Ce processus d’entérinement a été fait dans l’opacité du début à la fin. D’une part, la composition de la commission paritaire de l’Assemblée nationale n’a jamais été rendue publique. Interrogée sur la question lors d’une émission sur Top Congo, le député Eliezer Tambwe, qui dit être membre de la commission paritaire, a affirmé que celle-ci comprend 20 membres, chiffre confirmé aussi par André Mbata, président de la commission. Cependant, l’unique page rendue publique du rapport de la commission indique un vote à l’unanimité de 10 membres votants. Aucun mot sur leur identité. Le 26 octobre, pressé par un journaliste, André Mbata révélera finalement une liste de plusieurs noms. Toutefois, plusieurs personnes citées ne reconnaissent pas avoir fait partie de la commission. C’est le cas du député Willy Bolio, qui a décidé de porter plainte contre le président de l’Assemblée nationale et le président de la commission paritaire. Moïse Nyarugabo, lui aussi cité, dit avoir appris qu’il était membre de la commission par la radio alors que le bureau de la Ceni était en train de prêter serment. Il a décidé de saisir le bureau. Geneviève Inagosi, députée FCC supposée membre de la commission, affirme n’y avoir jamais été déléguée. Interrogé par téléphone sur la question, André Mbata reconnaît cette situation. Pour lui, les députés ne veulent pas voir leurs noms divulgués pour protéger leurs intérêts.
En outre, plus de deux semaines après l’entérinement du rapport de la commission, aucun député n’a pu accédé à une copie du rapport, contrairement au règlement intérieur de l’Assemblée nationale. Pour M. Mbata, il revient au bureau de l’Assemblée nationale de partager la copie du rapport.
La direction de la commission semble lui-même poser problème. Selon le communiqué du FCC et, plus tard, celui des organisations laïques catholiques et protestantes, le président d’une commission permanente ne peut pas diriger une commission spéciale. Si c’est le cas, André Mbata, président de la commission politique, administrative et judiciaire de l’Assemblée nationale, ne pouvait donc pas diriger une commission paritaire. Ce n’est cependant pas la lecture du prof Mbata. Pour ce dernier, une commission paritaire n’est pas une commission spéciale, c’est « une commission spécifique créée par une loi ».
Qui sont les membres contestés de la Ceni ?
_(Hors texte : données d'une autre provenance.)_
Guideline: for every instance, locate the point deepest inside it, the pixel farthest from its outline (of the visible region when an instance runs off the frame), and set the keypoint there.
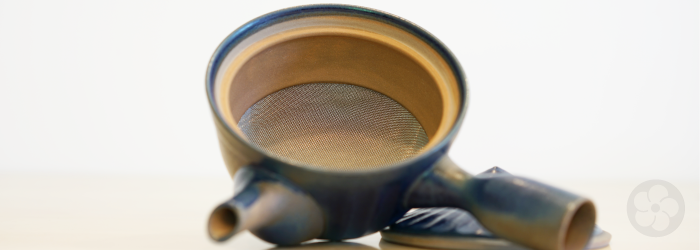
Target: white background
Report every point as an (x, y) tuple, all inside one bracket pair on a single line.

Mais le plus grand point de contestation reste le manque de consensus autour des délégués membres de la Ceni. Et au cœur de cette controverse : la désignation du président de la Ceni. En 2020, lorsque le FCC, sûr de sa majorité écrasante au Parlement, avait voulu imposer Ronsard Malonda, Félix Tshisekedi s’y était opposé. Dans une lettre adressée à Jeanine Mabunda, alors présidente de l’Assemblée nationale, il évoquait le « manque de consensus » et l’irrégularité de procédure due à la non-signature des procès-verbaux par le président et vice-président de la plateforme des confessions religieuses. Désigné dans des conditions similaires, et malgré les protestations de l’Église du Christ au Congo (ECC) et l’Église catholique, Denis Kadima est investi par Félix Tshisekedi.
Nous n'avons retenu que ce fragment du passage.